Pasca penangkapan itu, induk organisasi mereka tampak kocar-kacir, ibarat anak ayam yang kehilangan induknya. Pemandangan ini tampak nyata pasca penangkapan pimpinan KNPB (Komite Nasional Papua Barat) Buchtar Tabuni 7 Juni pekan lalu. Dari pengakuan Buchtar dan pengikutnya yang ikut tertangkap, Polisi lalu mencomot Mako Tabuni pada 14 Juni lalu. Namun apes bagi Mako, karena ketika ditangkap, Mako melakukan perlawanan, sehingga timah panaspun mengakhiri hidup Mako.

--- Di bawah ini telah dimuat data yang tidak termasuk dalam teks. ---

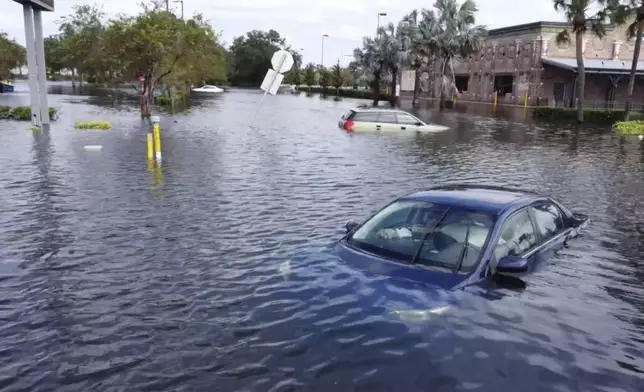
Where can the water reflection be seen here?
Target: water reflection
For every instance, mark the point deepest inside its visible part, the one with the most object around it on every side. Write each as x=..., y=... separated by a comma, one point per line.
x=173, y=276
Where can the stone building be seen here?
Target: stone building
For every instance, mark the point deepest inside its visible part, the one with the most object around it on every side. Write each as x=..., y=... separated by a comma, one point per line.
x=526, y=59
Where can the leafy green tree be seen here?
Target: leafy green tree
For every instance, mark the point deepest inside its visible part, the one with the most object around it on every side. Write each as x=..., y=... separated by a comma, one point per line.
x=294, y=76
x=337, y=79
x=309, y=75
x=632, y=12
x=394, y=50
x=371, y=59
x=54, y=54
x=456, y=36
x=164, y=51
x=422, y=29
x=82, y=42
x=12, y=56
x=583, y=20
x=325, y=78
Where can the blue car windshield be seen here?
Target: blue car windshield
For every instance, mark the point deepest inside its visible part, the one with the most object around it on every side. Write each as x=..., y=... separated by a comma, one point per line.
x=426, y=233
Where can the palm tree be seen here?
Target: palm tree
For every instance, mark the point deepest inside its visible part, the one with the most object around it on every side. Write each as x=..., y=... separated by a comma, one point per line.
x=395, y=45
x=422, y=31
x=577, y=14
x=457, y=37
x=370, y=58
x=632, y=10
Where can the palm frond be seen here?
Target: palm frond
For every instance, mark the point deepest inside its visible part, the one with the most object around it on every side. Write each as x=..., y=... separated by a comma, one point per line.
x=563, y=37
x=631, y=30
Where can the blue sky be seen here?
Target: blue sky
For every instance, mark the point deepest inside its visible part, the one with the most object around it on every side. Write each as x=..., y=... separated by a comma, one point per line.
x=301, y=22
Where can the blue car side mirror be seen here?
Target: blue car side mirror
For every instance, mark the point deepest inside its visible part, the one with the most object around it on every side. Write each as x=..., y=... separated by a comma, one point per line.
x=512, y=264
x=351, y=226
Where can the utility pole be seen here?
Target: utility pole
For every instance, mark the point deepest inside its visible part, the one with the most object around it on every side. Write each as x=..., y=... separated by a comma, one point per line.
x=322, y=59
x=180, y=1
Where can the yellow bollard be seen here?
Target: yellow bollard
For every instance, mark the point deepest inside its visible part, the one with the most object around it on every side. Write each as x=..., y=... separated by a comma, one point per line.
x=157, y=141
x=150, y=147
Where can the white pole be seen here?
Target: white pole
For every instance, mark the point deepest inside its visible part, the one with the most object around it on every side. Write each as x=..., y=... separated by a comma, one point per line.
x=42, y=67
x=32, y=66
x=279, y=67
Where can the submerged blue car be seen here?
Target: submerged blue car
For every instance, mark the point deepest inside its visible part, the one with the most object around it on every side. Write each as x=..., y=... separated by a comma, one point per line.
x=458, y=235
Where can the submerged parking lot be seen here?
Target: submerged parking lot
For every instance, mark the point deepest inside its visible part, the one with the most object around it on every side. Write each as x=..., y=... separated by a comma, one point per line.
x=119, y=275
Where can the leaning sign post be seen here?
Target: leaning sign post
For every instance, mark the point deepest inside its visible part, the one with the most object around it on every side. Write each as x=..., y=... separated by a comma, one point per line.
x=282, y=62
x=36, y=68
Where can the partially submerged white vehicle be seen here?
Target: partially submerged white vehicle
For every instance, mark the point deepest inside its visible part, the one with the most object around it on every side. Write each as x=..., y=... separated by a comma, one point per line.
x=384, y=120
x=208, y=89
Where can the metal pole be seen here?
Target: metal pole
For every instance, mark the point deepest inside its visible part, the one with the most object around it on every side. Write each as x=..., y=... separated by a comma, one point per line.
x=378, y=25
x=42, y=67
x=32, y=67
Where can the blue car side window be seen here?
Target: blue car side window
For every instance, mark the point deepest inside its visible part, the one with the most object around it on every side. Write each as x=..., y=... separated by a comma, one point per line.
x=548, y=219
x=517, y=237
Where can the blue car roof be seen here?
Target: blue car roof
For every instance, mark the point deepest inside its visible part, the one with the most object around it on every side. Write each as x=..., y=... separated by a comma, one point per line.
x=483, y=198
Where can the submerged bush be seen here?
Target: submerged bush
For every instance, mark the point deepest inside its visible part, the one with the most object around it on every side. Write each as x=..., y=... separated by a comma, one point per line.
x=164, y=100
x=92, y=125
x=635, y=127
x=22, y=113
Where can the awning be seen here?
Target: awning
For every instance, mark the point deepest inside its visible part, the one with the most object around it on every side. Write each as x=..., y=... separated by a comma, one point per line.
x=596, y=66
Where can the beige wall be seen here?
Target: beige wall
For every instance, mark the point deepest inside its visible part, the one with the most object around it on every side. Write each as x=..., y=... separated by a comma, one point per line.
x=519, y=54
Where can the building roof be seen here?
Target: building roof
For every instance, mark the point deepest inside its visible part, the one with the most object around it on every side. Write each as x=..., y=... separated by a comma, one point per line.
x=596, y=65
x=534, y=26
x=44, y=5
x=489, y=199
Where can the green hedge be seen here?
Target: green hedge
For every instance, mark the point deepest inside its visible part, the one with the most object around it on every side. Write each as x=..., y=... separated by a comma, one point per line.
x=92, y=125
x=604, y=116
x=625, y=128
x=22, y=113
x=344, y=92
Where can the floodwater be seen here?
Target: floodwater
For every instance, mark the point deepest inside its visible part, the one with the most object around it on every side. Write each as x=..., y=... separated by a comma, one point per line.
x=214, y=271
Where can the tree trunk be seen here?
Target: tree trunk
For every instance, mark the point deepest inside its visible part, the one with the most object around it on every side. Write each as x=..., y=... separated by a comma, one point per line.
x=376, y=90
x=581, y=76
x=631, y=79
x=394, y=83
x=442, y=84
x=144, y=97
x=414, y=101
x=454, y=89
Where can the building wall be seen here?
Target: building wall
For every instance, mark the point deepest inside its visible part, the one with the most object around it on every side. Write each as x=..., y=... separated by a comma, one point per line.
x=519, y=54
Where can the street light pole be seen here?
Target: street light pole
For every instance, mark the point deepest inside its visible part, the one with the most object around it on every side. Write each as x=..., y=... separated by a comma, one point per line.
x=322, y=60
x=180, y=1
x=379, y=15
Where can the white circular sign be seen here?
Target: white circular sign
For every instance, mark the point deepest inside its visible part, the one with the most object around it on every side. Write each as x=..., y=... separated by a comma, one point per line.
x=282, y=61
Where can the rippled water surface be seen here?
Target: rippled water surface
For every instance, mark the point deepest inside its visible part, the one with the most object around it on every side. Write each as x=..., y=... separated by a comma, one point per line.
x=214, y=272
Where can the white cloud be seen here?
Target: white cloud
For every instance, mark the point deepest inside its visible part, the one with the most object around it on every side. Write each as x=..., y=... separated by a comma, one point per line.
x=301, y=22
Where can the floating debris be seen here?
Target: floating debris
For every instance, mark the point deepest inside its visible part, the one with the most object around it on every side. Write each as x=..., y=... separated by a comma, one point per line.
x=421, y=315
x=285, y=269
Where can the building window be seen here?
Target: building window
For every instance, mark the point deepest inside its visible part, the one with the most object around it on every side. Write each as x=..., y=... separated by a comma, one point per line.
x=503, y=84
x=461, y=82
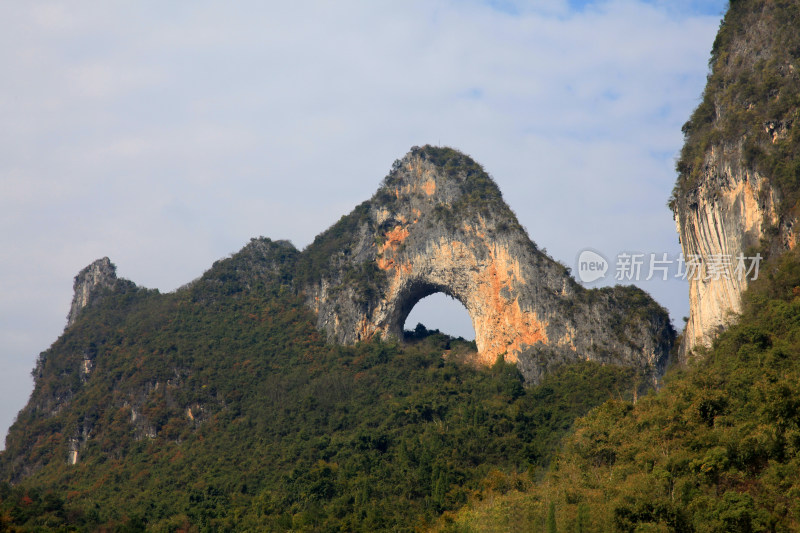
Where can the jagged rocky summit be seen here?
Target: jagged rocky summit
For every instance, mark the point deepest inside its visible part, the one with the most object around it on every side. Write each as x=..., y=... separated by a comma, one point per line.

Dari Press Release yang dipublikasikan Humas Polda Papua di Jayapura, tanggal 14 Juni 2012 terungkap bahwa Mako ditangkap bukan karena kegitan politik yang dilakukannya, tetapi karena ada bukti-bukti permulaan yang cukup atas keterlibatannya dalam tindak pidana kriminal, sebagai berikut :
1.Diduga terkait dalam kasus Penembakan terhadap Warga Negara Asing (Jerman) di Panfal Base’ G yang terjadi pada hari Selasa tanggai 29 Mei 2012.
2.Diduga terkait dalam kasus Penganiayaan dan pembunuhan serta Pembakaran mobil dan korban Saifui Bakhri yang terjadi di Kuburan Waena pada hari Selasa tanggal 22 Mei 2012.

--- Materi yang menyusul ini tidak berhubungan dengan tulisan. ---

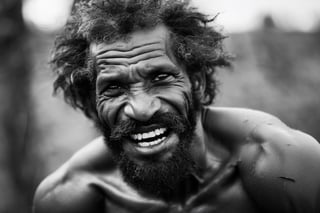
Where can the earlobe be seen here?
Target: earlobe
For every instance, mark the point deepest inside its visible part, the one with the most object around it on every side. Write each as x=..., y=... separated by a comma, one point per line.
x=199, y=86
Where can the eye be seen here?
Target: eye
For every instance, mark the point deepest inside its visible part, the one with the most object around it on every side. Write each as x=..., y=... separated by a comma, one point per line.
x=161, y=77
x=113, y=89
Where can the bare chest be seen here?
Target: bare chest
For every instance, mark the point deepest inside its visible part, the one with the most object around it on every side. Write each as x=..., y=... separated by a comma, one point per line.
x=224, y=194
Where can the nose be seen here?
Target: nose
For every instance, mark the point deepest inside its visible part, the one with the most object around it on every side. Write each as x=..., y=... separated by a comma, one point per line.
x=142, y=107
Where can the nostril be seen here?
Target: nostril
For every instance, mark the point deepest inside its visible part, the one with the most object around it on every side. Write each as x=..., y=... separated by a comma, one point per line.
x=128, y=110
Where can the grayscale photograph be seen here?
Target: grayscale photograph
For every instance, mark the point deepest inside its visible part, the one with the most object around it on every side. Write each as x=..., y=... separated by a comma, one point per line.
x=160, y=106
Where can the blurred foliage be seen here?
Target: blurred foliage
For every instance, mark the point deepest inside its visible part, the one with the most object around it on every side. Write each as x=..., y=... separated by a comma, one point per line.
x=274, y=71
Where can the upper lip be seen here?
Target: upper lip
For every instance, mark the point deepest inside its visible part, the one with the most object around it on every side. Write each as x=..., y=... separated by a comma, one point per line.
x=145, y=129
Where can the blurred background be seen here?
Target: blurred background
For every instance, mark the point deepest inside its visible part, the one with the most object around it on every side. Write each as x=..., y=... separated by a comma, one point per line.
x=276, y=44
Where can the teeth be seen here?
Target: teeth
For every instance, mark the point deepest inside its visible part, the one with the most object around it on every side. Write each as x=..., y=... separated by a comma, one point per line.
x=147, y=135
x=146, y=144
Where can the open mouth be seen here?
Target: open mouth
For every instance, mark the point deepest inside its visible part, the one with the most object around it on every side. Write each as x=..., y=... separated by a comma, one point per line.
x=150, y=138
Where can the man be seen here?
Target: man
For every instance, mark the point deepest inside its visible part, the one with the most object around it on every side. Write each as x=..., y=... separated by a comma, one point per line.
x=143, y=72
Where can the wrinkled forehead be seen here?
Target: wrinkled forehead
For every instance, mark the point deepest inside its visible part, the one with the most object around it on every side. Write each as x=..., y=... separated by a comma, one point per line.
x=142, y=40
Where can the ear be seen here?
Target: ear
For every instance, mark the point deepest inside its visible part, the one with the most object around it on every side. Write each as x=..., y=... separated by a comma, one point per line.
x=199, y=85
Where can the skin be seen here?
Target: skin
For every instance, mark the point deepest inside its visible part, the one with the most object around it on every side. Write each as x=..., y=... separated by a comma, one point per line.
x=249, y=161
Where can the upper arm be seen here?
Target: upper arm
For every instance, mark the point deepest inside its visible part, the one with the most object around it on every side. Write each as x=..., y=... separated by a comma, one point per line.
x=65, y=193
x=280, y=168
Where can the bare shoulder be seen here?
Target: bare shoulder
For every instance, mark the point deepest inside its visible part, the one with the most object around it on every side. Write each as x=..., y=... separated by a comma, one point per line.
x=235, y=122
x=280, y=169
x=278, y=165
x=71, y=188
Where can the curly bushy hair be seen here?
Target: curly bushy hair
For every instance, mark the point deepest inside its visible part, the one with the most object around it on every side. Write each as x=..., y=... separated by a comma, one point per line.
x=196, y=45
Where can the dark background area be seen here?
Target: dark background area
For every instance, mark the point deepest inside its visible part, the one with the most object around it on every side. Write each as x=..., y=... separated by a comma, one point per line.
x=274, y=71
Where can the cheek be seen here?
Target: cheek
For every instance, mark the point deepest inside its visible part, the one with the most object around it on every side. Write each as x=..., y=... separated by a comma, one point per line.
x=109, y=110
x=177, y=98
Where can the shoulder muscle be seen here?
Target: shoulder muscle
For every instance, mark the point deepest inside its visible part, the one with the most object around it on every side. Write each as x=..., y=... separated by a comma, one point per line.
x=280, y=169
x=70, y=188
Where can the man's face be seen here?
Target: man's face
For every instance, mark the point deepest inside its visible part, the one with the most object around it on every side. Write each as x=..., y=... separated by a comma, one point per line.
x=144, y=100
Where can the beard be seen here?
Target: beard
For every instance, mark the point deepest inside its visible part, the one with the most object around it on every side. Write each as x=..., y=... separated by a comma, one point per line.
x=157, y=178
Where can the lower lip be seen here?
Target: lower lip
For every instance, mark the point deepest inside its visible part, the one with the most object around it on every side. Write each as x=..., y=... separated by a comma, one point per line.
x=167, y=144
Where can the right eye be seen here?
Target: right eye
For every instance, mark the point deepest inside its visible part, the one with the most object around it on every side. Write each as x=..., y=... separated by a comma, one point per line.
x=113, y=89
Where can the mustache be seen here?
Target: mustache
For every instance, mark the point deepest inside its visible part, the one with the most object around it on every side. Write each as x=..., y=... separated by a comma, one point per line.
x=172, y=121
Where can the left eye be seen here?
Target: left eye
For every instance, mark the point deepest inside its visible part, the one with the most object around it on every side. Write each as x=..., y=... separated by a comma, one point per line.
x=161, y=77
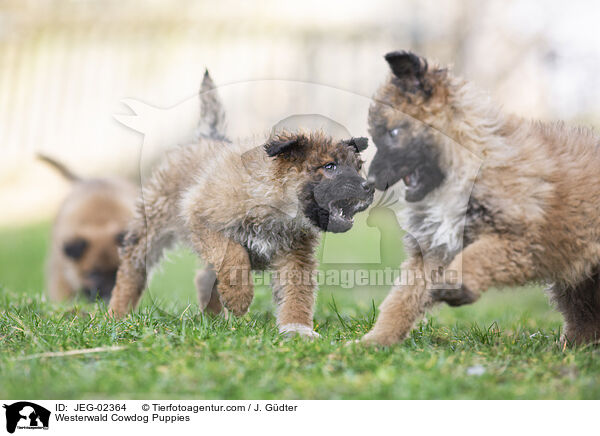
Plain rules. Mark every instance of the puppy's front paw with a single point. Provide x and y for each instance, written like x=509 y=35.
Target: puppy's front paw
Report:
x=205 y=280
x=454 y=297
x=302 y=330
x=374 y=339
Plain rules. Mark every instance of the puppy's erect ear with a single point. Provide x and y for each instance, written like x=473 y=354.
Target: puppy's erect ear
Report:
x=275 y=147
x=75 y=248
x=406 y=65
x=359 y=144
x=410 y=71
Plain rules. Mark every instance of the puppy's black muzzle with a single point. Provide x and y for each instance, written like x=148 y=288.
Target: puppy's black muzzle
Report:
x=100 y=284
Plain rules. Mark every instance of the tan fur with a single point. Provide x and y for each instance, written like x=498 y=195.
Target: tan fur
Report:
x=97 y=211
x=540 y=185
x=239 y=210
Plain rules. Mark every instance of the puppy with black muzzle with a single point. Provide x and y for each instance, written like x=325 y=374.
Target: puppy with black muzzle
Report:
x=491 y=199
x=244 y=209
x=92 y=220
x=86 y=234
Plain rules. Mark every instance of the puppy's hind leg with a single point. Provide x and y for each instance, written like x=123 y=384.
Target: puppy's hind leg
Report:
x=294 y=288
x=402 y=308
x=143 y=247
x=231 y=263
x=206 y=285
x=580 y=306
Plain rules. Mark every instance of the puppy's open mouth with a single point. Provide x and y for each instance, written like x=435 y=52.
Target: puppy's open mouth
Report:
x=341 y=213
x=412 y=180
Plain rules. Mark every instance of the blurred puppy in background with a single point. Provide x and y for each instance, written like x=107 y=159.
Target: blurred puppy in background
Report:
x=88 y=229
x=91 y=222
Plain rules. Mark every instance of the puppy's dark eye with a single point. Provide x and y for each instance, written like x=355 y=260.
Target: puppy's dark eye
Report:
x=75 y=248
x=120 y=238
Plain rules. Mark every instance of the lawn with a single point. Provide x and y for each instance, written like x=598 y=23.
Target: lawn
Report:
x=503 y=347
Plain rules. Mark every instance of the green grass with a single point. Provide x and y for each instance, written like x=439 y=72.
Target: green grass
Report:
x=169 y=350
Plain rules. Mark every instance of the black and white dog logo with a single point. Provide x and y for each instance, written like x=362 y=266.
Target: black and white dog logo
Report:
x=26 y=415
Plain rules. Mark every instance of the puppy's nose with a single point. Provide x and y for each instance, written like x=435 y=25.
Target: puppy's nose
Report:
x=368 y=185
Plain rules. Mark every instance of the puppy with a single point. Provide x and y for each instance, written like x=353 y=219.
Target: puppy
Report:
x=86 y=234
x=246 y=210
x=92 y=220
x=491 y=199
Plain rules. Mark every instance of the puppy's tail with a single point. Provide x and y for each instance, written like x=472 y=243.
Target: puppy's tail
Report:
x=212 y=123
x=66 y=173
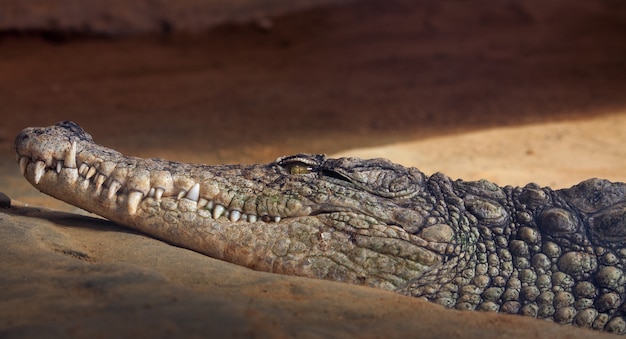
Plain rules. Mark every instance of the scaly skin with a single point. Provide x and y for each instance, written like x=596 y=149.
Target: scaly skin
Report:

3.Diduga terkait dalam kasus Penembakan terhadap korban Gilbert Febrian Ma’dika, TKP di Otonom Kotaraja tanggai 04 Juni 2012.
4.Diduga terkait dalam kasus Penembakan terhadap Frengki Dungki Kune (anggota TNI) TKP di Entrop dekat Surabaya Motor banggal 05 Juni 2012.

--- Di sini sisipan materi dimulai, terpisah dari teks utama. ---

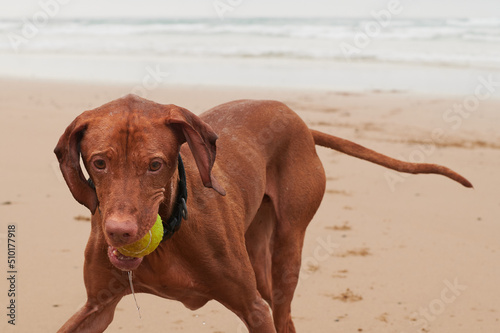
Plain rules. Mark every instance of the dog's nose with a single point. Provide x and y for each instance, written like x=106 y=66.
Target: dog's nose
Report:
x=121 y=230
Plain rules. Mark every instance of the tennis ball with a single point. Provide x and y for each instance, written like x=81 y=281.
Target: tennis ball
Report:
x=146 y=244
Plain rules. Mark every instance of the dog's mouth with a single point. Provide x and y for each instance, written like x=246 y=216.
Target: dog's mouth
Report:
x=122 y=262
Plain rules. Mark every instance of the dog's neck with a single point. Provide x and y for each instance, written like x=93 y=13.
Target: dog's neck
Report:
x=175 y=211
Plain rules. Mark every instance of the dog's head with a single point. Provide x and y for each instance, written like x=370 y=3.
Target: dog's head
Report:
x=130 y=148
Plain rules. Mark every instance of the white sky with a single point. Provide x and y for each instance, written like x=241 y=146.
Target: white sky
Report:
x=246 y=8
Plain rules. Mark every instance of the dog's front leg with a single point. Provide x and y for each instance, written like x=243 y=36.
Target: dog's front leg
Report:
x=92 y=317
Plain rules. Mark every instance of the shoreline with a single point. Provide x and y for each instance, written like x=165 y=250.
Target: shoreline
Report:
x=394 y=250
x=265 y=73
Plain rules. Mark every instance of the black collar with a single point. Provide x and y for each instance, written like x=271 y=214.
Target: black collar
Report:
x=180 y=209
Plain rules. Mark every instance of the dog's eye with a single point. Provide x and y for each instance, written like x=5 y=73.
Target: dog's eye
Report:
x=100 y=164
x=154 y=166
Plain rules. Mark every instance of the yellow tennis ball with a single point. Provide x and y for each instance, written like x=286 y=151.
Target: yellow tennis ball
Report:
x=146 y=244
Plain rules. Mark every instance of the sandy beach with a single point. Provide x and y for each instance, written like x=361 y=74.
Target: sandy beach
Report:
x=384 y=253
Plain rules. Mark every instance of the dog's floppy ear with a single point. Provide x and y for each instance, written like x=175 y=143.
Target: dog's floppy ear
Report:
x=68 y=154
x=201 y=140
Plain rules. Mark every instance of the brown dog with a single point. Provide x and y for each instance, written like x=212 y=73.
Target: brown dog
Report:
x=248 y=212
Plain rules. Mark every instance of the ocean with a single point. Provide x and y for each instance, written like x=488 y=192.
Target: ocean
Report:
x=259 y=49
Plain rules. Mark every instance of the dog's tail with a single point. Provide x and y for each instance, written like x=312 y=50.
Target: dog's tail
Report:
x=353 y=149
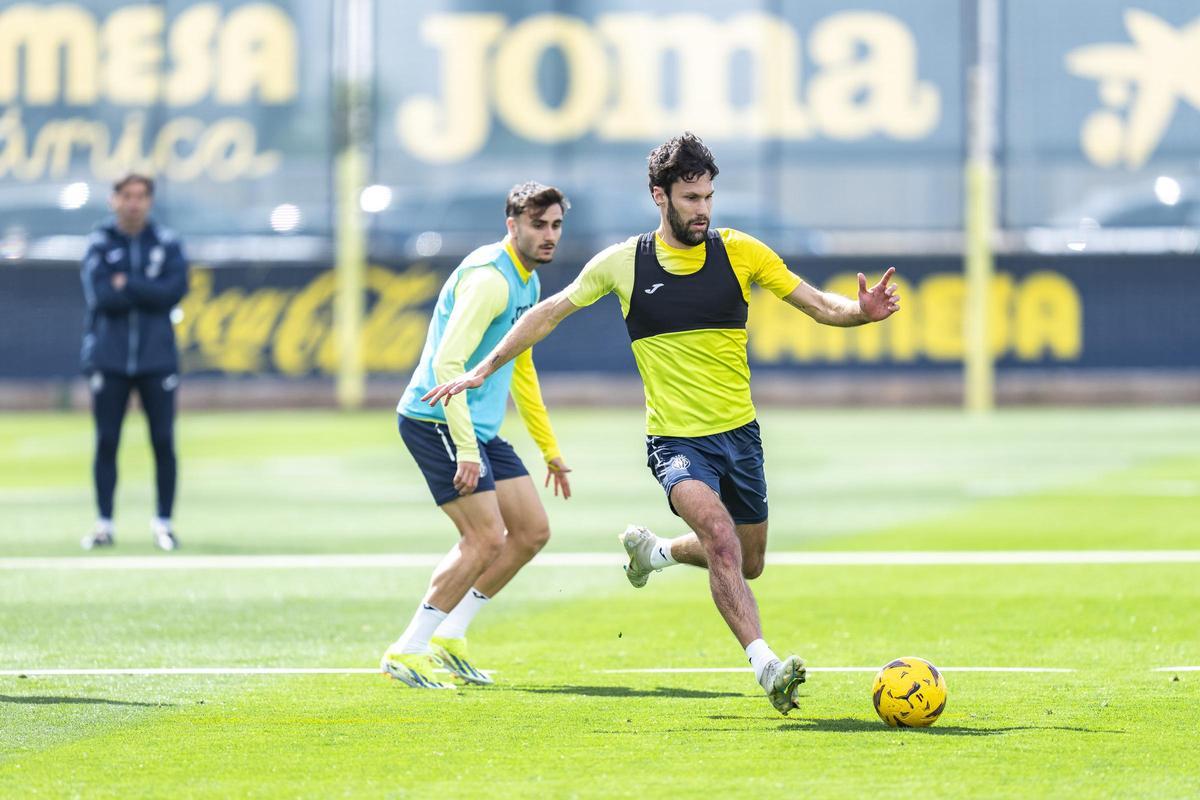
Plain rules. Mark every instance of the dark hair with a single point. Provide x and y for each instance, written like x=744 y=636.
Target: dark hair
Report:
x=533 y=196
x=683 y=157
x=135 y=178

5.Diduga berkait dalam kasus Penembakan terhadap Ikbal Rifai dan Hardi Jayanho TKP di jalan Sam Ratulangi dekat Dinas Perhubungan tanggal 05 Juni 2012.
6.Diduga terkait dalam kasus Penembakan terhadap Arwan Afuan (PNS Kodam) TKP di Belakang Kantor Walikota Jayapura tanggal 06 Juni 2012.